I knew those monumental thoughts again,
When o’er the buried hopes of early days
Pure marble tablets I had hoped to raise,
With cherub forms to promise from my pain,
With ashes urned,—that nought could e’er profane.
It came,—the second, sad, impassioned strain!
The heart that could not hear a life-long pain,
Not heeding all the warning of its fate,
Yielding the only solace of its state,—
—Yielded itself to fond delusions’s tide,
Laid by the breast plate of a noble pride;
Waking to know itself the light one’s scorn,
Cursing the hour that ever it was born.
But where is the third?—O artist sad and wild,
O where the strain, thou dear and ardent child,
That shows me how to rise from the abyss
To which the downward way so easy is?
“Love, Hope, and Self-Esteem” all “to depart,”
O God! at least the barren third restore
Without that one help I can bear no more.
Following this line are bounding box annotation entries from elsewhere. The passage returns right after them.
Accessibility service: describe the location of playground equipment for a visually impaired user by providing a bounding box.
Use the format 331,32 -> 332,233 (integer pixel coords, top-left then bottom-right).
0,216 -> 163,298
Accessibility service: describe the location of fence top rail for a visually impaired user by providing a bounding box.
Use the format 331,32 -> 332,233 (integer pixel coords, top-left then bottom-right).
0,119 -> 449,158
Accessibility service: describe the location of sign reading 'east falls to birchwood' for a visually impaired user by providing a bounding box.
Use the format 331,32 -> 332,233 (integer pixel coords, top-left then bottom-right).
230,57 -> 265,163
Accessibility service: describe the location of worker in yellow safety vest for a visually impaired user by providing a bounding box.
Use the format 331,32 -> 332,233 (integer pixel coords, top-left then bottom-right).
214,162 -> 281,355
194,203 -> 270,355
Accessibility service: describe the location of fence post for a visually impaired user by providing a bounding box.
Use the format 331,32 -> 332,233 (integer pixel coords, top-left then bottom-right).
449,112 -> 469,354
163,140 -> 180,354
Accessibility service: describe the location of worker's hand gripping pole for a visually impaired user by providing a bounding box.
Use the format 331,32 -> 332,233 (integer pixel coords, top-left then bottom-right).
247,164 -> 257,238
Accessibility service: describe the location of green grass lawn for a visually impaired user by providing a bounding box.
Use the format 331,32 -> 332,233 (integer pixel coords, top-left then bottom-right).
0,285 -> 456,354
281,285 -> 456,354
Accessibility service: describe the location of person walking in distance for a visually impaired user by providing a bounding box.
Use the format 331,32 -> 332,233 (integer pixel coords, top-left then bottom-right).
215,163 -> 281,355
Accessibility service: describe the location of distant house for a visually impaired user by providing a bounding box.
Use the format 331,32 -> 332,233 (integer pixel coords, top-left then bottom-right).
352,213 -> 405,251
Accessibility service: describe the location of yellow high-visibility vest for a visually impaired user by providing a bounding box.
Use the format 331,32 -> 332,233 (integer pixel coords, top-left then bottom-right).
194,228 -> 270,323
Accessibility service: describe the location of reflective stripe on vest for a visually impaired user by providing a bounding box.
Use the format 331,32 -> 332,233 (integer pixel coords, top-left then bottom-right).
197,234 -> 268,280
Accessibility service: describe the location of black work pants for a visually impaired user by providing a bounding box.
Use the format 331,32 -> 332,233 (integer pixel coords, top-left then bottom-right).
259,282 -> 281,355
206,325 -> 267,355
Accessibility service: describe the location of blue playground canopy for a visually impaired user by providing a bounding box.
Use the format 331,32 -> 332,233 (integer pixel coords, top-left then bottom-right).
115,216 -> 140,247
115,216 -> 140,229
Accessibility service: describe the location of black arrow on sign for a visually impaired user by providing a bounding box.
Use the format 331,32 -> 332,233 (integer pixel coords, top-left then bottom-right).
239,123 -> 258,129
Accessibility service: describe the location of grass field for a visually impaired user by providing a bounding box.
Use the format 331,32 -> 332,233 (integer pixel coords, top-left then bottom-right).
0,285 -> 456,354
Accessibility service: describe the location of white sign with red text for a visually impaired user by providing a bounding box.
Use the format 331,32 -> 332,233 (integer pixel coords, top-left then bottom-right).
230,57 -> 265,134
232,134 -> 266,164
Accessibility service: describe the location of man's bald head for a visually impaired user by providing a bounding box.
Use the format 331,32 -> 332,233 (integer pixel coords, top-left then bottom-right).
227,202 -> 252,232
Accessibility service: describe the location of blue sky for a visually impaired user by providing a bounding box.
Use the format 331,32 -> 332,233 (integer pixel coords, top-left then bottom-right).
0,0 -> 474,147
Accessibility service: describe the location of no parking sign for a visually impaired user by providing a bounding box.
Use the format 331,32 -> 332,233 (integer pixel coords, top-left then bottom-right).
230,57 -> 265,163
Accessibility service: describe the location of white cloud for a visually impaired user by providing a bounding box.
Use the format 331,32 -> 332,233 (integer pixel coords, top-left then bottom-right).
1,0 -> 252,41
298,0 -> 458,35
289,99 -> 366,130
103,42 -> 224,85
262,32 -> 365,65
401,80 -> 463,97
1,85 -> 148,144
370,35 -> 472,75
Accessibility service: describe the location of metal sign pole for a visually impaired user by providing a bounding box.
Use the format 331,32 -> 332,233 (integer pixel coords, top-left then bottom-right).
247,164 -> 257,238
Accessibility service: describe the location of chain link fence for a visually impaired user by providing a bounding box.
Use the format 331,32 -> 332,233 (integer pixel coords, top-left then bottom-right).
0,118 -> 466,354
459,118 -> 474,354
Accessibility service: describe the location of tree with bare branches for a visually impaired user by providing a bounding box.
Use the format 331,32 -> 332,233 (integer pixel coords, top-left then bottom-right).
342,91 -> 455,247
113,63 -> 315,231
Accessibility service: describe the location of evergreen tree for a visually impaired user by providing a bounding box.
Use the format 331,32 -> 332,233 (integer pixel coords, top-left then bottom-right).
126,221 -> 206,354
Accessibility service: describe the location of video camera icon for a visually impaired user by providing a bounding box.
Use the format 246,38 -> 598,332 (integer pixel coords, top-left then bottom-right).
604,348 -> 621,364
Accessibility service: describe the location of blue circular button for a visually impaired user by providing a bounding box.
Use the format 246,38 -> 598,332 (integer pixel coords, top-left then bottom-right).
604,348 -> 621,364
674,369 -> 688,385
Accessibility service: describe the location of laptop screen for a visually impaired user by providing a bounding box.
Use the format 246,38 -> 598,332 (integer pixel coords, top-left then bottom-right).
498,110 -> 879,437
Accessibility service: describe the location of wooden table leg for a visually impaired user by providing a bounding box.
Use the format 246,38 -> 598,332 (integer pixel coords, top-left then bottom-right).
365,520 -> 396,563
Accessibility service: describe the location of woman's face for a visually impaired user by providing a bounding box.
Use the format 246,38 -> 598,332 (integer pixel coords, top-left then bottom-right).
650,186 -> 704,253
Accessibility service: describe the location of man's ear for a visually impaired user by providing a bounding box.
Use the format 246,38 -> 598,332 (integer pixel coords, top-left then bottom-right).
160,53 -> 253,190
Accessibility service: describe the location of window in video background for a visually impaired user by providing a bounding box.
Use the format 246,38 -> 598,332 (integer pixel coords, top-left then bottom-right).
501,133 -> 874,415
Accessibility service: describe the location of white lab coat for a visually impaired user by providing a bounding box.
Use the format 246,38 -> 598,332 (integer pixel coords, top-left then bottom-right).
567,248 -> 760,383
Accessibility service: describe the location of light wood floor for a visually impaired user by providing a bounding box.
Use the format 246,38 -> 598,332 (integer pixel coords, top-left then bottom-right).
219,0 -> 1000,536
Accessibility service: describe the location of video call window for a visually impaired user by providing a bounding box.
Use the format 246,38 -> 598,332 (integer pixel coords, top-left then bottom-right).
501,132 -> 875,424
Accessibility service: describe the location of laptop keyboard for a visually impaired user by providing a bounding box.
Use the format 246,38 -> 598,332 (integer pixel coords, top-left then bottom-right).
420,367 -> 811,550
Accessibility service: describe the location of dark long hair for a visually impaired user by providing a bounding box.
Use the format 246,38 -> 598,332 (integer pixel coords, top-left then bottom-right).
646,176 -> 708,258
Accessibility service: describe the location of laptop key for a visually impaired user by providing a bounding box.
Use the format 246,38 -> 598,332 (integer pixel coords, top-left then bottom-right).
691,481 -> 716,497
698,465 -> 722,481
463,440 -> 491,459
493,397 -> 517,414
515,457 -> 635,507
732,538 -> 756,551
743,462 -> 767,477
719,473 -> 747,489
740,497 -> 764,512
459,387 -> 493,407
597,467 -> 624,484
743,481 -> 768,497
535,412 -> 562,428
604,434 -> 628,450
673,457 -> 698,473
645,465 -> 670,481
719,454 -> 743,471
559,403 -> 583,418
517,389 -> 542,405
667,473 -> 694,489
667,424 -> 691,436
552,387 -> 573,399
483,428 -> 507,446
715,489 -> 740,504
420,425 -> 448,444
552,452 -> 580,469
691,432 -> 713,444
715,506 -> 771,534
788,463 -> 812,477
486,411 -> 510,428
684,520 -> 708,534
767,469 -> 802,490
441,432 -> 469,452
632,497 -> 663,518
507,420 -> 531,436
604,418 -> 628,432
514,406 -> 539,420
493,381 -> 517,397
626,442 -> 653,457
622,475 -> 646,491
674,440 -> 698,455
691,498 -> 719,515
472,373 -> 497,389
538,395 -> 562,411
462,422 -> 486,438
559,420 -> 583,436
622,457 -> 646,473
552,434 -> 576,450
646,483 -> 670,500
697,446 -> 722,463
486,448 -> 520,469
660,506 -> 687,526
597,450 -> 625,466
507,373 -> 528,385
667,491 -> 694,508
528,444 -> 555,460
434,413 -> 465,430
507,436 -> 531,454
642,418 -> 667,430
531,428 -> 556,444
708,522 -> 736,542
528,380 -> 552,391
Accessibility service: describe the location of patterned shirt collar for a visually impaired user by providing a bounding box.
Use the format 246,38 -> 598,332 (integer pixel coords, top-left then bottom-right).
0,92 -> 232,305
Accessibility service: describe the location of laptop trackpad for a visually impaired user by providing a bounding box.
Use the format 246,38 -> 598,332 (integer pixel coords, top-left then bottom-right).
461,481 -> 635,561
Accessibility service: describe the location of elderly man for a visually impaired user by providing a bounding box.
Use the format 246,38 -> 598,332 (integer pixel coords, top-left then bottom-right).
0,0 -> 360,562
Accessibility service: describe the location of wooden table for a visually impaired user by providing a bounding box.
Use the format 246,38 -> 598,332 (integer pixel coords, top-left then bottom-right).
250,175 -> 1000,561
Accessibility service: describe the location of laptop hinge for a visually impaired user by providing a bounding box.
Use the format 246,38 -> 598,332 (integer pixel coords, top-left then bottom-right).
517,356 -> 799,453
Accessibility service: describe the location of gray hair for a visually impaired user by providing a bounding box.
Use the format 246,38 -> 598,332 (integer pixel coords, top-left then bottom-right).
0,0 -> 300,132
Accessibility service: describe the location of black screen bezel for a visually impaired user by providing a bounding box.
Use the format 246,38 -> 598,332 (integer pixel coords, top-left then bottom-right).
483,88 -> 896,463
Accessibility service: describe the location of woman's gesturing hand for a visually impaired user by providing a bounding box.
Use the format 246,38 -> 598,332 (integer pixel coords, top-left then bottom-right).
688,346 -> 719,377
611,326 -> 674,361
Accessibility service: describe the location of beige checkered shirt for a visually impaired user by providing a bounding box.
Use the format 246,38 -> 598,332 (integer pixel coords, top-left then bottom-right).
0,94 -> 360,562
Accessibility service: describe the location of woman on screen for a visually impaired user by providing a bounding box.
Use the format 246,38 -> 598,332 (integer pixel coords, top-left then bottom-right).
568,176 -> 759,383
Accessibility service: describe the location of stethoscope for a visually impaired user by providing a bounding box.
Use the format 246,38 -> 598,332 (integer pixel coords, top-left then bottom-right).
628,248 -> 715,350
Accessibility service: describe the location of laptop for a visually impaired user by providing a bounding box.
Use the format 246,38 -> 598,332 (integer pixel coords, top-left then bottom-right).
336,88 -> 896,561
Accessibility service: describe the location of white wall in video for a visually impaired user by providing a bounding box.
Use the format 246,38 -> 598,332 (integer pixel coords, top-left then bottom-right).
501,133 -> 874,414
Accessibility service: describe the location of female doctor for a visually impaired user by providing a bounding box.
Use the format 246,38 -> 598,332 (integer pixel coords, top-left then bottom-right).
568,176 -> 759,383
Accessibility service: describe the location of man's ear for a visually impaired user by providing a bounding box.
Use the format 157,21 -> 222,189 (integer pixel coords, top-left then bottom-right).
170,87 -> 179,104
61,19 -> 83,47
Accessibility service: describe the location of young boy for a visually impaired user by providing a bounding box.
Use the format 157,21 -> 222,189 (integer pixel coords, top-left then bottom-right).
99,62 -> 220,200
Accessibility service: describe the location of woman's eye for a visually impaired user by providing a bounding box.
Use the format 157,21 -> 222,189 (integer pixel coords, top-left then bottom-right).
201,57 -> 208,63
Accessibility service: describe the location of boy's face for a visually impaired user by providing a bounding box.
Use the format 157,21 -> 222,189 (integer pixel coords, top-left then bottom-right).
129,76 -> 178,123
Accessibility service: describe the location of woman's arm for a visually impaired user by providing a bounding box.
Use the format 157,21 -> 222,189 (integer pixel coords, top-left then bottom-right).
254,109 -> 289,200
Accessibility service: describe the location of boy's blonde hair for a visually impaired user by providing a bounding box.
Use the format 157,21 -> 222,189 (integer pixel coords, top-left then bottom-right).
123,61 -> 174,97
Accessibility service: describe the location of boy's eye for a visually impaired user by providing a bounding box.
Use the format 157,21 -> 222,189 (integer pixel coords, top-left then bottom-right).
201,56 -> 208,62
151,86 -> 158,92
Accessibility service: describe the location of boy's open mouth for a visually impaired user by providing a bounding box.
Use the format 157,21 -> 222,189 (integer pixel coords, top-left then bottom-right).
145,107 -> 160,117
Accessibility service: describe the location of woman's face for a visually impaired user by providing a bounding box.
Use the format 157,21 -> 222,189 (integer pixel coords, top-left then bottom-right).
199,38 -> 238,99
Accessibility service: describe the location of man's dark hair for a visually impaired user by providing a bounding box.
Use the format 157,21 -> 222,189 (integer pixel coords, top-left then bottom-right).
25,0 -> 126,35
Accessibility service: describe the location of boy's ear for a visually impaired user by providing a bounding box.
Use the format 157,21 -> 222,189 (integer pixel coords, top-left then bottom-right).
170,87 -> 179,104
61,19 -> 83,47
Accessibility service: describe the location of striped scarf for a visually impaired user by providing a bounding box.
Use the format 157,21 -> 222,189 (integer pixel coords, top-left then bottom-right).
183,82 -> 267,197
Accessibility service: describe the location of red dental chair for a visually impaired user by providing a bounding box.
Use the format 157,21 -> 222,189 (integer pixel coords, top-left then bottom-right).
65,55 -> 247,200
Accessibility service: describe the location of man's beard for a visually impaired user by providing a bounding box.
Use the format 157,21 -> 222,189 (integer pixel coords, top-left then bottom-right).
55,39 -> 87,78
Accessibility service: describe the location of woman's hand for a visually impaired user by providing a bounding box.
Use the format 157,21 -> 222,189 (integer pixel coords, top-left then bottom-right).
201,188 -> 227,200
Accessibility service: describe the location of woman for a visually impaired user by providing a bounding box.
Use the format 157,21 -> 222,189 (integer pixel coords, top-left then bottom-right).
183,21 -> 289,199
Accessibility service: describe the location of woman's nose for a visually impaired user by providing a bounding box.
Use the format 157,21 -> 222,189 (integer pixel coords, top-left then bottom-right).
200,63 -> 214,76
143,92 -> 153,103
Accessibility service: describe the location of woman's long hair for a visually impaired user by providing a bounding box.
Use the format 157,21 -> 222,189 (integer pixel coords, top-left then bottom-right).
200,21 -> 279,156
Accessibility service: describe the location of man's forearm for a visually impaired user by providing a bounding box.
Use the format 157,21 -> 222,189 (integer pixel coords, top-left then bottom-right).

  Two friends asked one another what had been their thoughts during a performance of one of Meyerbeer’s compositions. One had thought of the flight of eagles; the other of Summer lightning; and, whatever was really the meaning of the composition, it must have been correspondent with such images. So of the “Sicilian and Tarantella,” whatever be its thought, it must express that concentration of life of which one view is rapture, the reverse despair.

  Last Autumn we heard the compositions which may be claimed as American, in so far as they have this country for their birth-place, and owe their existence to the action of its scenes on the mind of the Artist. We esteem them grand and beautiful compositions. The “Solitude of the Prairie” was far the most satisfactory to us, as to others, or, if not so at the time, it certainly is in recollection.

  Those who deny the honors of genius to the composer of these, must do so on the same ground that the critic would, those of the lyric poet to the writer of the most exquisite song, on the plea that he had never attempted the grand Pindaric ode. The fame of Ole Bull will not indeed rest on his compositions. These, probably, require his peculiar manner of playing, and leading the orchestra to give them due effect, and they will never be really heard except from himself. Had he never written any thing, the enchanting and animating power of his mind as a performer entitles him to rank, not only as a most accomplished violinist, and a person of great magnetic force, but as an original genius of a high order. But it is not just to undervalue his compositions, rich and beautiful poems which contain the experiences of one so delicately organized to apprehend the beautiful, capable of profound and wide reception of it, and of highly individual reproduction in forms flexible, graceful and transporting to other minds.

  The “March in honor of Washington” we are now to hear. We hope it may be worthy his best genius! And let the audiences who wait on him in these last hours discard that cold, carping, or, at least, doubtful, temper in which men are too apt to regard beautiful beings till it is too late, till death or separation has hid them from our eyes, and a tardy justice can no more avail them. Ole Bull, like all true artists, is of an affectionate and delicate nature; he trusts himself, but needs a cordial reception to call forth his powers in perfection for the enjoyment of others. We hope that it will not be as it was last autumn, when the dull or stolid silence of the house checked the vibrations of his finest strains. May we welcome him, as we must part with him, in love and honor, for he is now ours especially as well as the world’s, and “Niagara and the Prairie,” no less than the Mountains of Norway may cry, All hail to our Ole Bull!*

“Ole Bull.” New-York Daily Tribune, 1 October 1845, p. 1.